# Creme Brulee



## eeyore (Nov 26, 2000)

At what temp do you guys cook the custard?
Do you cover them?
Bain marie?

eeyore


----------



## momoreg (Mar 4, 2000)

I bake them @ 300, covered, in a water bath.


----------



## pete (Oct 7, 2001)

Like momoreg I cook mine at 300 in a water bath but do it uncovered.


----------



## momoreg (Mar 4, 2000)

Pete, maybe it's because I do mine in a convection, but if I so much as cover it with a warped sheetpan, the brulees that get too much direct heat will bubble. So I must cover them with a flat pan. But they come out incredibly smooth that way. Do you bake yours on a deck?


----------



## m brown (May 29, 1999)

I bake my brulee in a hotel pan, 2 - 3 inches deep with water bath at 350 covered half way with a sheet pan. (usually the back half of the hotel pan). If there are bubbles on to of brulee before baking, I will take the tourch and "burn" them off for a smooth surface.
I find that if not covered, they boil. (350 deck and 325 convection) 
I have great results by following this system.
My formula is based on this basic recipe:

1 qt cream (40%)
10 yolks (extra large)
2 whole eggs (extra large)
1 cup granulated sugar 
1 vanilla bean
1/2 lemon zest
2 cinnamon stix
pinch o' kosher salt

boil cream, sugar and flavor agents (to infuse the flavors).Cool slightly and pour over eggs while whisking briskly then strain. if the mix sits in the cooler for more than a few days, I will whisk in an additional egg.

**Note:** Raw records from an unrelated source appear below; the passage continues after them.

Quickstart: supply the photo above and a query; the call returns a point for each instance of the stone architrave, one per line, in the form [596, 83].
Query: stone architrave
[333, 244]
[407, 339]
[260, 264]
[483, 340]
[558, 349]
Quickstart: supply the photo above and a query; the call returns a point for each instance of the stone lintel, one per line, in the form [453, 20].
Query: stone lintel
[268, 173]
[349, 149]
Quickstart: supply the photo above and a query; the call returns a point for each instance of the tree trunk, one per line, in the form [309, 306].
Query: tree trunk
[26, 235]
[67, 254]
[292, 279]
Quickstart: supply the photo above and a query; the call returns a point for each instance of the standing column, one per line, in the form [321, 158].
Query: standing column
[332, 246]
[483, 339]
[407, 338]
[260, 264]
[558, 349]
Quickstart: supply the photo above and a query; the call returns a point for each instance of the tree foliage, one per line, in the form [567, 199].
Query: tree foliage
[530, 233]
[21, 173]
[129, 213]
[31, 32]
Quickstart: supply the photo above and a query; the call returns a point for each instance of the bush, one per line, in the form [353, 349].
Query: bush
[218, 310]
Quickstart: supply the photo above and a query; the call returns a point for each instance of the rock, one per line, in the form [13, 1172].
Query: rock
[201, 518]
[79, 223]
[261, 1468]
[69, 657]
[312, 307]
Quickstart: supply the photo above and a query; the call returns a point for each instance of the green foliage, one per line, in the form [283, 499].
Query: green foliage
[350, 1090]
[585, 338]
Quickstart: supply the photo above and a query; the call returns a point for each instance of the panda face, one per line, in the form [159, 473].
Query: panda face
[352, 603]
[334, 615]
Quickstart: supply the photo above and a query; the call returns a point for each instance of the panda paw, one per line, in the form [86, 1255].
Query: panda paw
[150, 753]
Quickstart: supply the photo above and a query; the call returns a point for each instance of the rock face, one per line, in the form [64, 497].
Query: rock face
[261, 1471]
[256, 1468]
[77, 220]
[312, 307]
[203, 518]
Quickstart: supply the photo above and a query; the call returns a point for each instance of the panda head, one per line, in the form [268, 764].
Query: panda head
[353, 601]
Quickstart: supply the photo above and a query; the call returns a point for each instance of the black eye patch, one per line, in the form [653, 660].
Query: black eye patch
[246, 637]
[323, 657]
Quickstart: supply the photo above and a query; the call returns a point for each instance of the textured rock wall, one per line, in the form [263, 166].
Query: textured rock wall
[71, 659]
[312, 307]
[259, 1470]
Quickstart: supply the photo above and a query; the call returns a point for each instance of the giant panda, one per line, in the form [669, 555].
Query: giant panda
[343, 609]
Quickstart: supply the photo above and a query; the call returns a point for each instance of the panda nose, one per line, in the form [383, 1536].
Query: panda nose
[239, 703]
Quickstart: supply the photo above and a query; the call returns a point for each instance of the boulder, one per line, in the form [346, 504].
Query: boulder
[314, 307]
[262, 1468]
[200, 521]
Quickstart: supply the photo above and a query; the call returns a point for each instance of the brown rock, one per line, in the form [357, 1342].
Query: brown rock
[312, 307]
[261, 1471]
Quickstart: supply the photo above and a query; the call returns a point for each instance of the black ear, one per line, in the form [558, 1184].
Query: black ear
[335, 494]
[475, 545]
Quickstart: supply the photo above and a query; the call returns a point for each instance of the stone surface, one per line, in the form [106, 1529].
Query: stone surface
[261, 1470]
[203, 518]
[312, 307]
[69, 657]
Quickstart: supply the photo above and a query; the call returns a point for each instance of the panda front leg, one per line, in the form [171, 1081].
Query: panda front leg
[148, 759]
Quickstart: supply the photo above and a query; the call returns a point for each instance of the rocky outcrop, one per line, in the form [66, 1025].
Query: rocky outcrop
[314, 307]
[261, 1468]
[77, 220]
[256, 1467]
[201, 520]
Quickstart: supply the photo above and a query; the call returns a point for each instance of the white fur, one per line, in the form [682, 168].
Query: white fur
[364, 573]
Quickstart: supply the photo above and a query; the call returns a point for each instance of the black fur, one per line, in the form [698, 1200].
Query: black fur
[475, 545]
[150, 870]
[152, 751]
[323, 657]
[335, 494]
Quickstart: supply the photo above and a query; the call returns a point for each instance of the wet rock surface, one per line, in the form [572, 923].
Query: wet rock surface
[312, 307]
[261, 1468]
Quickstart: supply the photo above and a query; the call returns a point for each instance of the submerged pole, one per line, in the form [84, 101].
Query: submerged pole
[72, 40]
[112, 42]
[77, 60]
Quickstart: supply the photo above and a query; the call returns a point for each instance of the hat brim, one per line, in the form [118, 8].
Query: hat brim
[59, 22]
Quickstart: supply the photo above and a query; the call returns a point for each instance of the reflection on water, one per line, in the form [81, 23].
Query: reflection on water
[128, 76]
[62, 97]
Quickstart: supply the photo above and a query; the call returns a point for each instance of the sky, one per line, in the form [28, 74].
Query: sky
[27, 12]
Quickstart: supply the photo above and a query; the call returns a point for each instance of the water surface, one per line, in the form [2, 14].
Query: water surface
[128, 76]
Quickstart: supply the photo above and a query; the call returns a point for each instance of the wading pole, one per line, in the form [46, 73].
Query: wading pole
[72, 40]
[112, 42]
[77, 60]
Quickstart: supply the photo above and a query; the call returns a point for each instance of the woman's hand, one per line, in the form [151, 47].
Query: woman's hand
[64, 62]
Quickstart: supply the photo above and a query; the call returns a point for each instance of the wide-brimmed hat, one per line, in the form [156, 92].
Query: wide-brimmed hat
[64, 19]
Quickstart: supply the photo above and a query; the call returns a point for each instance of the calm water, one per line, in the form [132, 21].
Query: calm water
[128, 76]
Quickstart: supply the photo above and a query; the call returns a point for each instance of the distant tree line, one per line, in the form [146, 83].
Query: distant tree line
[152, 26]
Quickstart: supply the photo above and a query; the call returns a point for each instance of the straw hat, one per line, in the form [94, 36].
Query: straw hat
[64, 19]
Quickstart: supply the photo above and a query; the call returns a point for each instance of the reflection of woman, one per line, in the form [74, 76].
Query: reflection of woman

For the top, I bake to dry 1# dark brown sugar, let cool and process in cusinart with equal amount of granulated until fine, sift and store. 
Or you can use bar sugar. (super fine.)


----------



## eeyore (Nov 26, 2000)

Pinch of salt? Wow. I've never done that. I will try it on the next batch. I've made a little over half of the ones I will need for Saturday night. Fresh coconut, vanilla, cinnamon sticks, lemon zest. 

I did them covered with foil -- not too tight --- in bain marie...but they are taking FOREVER to set up and they are getting too brown. Oh well they are good and the "brulee" will cover it. 

thanx!
eeyore


----------



## momoreg (Mar 4, 2000)

They should take about 45 min. to an hour to set up. If the foil is not working to keep them from getting brown, try an inverted pan of the same size. That works for me. Also, the water does not have to come all the way up the sides. 1/2 inch is plenty. How deep are your brulees?


----------



## angrychef (Jan 15, 2001)

I make mini 2 oz. brulees for our sampler plates, so it doesn't really take too long, about 20-25 min. Bake them the same way as momoreg, 200 hotel pan with water, covered in foil in a 300 convection oven.


----------



## pete (Oct 7, 2001)

I bake mine in a regular oven and have had no problems with them browning or getting a crust on top. I put mine in a 2 inch hotel pan and fill with water a 1/3rd of the way up the ramikens.


----------



## eeyore (Nov 26, 2000)

Maybe that is my prob. I don't have any shallow dishes. So they are taking a long time to set up...thus the browning...I guess. I cover them maybe an inch with water. This leaves 2/3 out of the water. I did the first ones almost half way up and I thought they would never set up.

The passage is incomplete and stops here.